Film Makers

Gary Burns

Director/writer
Gary Burns

"Suburbia is familiar territory to me. Some directors are interested in making genre movies - but even in film school I knew that I wanted to make films about what I know. I grew up in suburbia - and all my films, one way or another, are about that experience."
- Gary Burns

Gary Burns's cinematic gifts were established with his very first feature, The Suburbanators, which met with immediate praise from critics and public alike at its premiere at the 1995 Toronto International Film Festival. The Toronto film critics placed the film among the Best Canadian films of 1996, naming Burns as one of the year's top ten Canadian directors and screenwriters. In addition to announcing an original new filmmaker, The Suburbanators also introduced viewers to the strange world of suburbia and its inhabitants - a universe that inspires and informs much of Burns's work.

Burns returned to this cultural terrain with his second feature, Kitchen Party, which also premiered at the Toronto International Film Festival - where once again Burns met with critical acclaim. The New York Times called Kitchen Party "the funniest, nastiest, comedy of manners to come down the pike in months" when it was screened at New York's Museum of Modern Art as part of New Directors New Films.

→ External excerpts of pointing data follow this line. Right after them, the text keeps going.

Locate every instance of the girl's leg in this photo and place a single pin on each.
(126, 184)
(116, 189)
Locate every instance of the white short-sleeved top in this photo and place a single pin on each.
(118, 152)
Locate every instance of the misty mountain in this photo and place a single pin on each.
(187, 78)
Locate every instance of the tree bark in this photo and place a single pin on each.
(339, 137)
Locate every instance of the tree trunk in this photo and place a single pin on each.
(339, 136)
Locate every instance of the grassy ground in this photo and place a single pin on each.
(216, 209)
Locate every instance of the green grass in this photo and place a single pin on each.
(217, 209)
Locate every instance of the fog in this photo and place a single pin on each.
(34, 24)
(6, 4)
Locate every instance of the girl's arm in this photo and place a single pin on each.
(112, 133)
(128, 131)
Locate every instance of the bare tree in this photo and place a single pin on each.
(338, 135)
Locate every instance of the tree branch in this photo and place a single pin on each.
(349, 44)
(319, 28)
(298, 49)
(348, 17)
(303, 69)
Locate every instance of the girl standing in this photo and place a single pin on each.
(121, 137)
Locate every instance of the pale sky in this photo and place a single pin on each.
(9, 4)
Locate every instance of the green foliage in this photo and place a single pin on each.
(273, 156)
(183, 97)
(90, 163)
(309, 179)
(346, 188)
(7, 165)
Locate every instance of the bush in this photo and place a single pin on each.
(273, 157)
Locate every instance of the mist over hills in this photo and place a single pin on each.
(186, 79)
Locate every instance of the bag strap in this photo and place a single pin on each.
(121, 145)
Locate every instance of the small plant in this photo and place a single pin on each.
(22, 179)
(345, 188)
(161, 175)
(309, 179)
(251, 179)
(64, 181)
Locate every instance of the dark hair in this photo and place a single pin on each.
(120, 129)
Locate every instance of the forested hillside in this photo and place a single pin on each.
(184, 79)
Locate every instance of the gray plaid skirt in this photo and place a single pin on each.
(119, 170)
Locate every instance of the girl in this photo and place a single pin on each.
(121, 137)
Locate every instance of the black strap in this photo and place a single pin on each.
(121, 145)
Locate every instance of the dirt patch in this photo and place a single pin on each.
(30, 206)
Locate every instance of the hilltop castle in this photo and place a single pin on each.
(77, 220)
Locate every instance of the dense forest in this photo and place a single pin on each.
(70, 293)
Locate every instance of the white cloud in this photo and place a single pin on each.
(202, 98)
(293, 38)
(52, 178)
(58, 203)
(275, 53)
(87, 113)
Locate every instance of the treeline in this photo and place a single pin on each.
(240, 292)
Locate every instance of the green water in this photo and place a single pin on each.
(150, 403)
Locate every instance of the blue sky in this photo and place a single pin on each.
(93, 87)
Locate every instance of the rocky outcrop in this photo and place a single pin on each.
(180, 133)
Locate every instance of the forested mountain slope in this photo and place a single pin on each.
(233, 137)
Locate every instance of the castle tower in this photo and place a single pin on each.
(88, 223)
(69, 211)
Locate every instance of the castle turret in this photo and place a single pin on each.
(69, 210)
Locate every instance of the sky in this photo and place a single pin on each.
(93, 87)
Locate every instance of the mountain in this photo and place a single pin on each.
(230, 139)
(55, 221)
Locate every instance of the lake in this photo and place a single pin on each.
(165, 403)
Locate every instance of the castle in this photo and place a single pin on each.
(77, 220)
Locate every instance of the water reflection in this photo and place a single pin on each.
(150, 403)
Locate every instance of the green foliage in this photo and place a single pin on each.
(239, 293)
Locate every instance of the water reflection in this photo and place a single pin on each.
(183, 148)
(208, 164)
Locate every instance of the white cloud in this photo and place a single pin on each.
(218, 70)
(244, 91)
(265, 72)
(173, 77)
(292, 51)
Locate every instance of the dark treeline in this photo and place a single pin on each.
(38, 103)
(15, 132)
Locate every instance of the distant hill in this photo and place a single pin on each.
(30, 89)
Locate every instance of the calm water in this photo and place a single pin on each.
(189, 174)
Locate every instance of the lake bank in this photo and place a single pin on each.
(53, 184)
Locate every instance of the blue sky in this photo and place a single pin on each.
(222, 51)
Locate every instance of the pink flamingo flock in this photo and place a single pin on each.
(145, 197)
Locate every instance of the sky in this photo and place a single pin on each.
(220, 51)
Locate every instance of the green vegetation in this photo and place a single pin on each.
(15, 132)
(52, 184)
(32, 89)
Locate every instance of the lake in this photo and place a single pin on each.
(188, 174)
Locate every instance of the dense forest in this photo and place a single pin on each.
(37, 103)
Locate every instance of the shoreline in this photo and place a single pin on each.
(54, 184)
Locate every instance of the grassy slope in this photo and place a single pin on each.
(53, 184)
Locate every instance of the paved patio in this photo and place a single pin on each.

Moving from strength to strength, Burns's third feature film was waydowntown - which won the City Award for Best Canadian Feature Film at the 2000 Toronto International Film Festival. It went on to win the Best Canadian Feature at the Atlantic Film Festival and the Most Popular Canadian Film and Best Screenplay at the Vancouver International Film Festival. The National Post hailed it as "a deadpan, almost pitch-perfect comedy," and The Village Voice called it "a palliative pharmaceutical rush!"

Burns returned to the Toronto International Film Festival in 2003 when A Problem with Fear opened the Perspective Canada program. The film was subsequently selected by the Berlin International Film Festival, where it opened the Panorama Special program in 2004.

Radiant City, produced by Burns Film Ltd in co-production with the National Film Board of Canada, is Burns's first feature-length documentary, which he co-directs with journalist and first-time filmmaker Jim Brown. The subject - the issue of urban sprawl - is explored through the experience of one family negotiating the complexities of contemporary North American suburbia.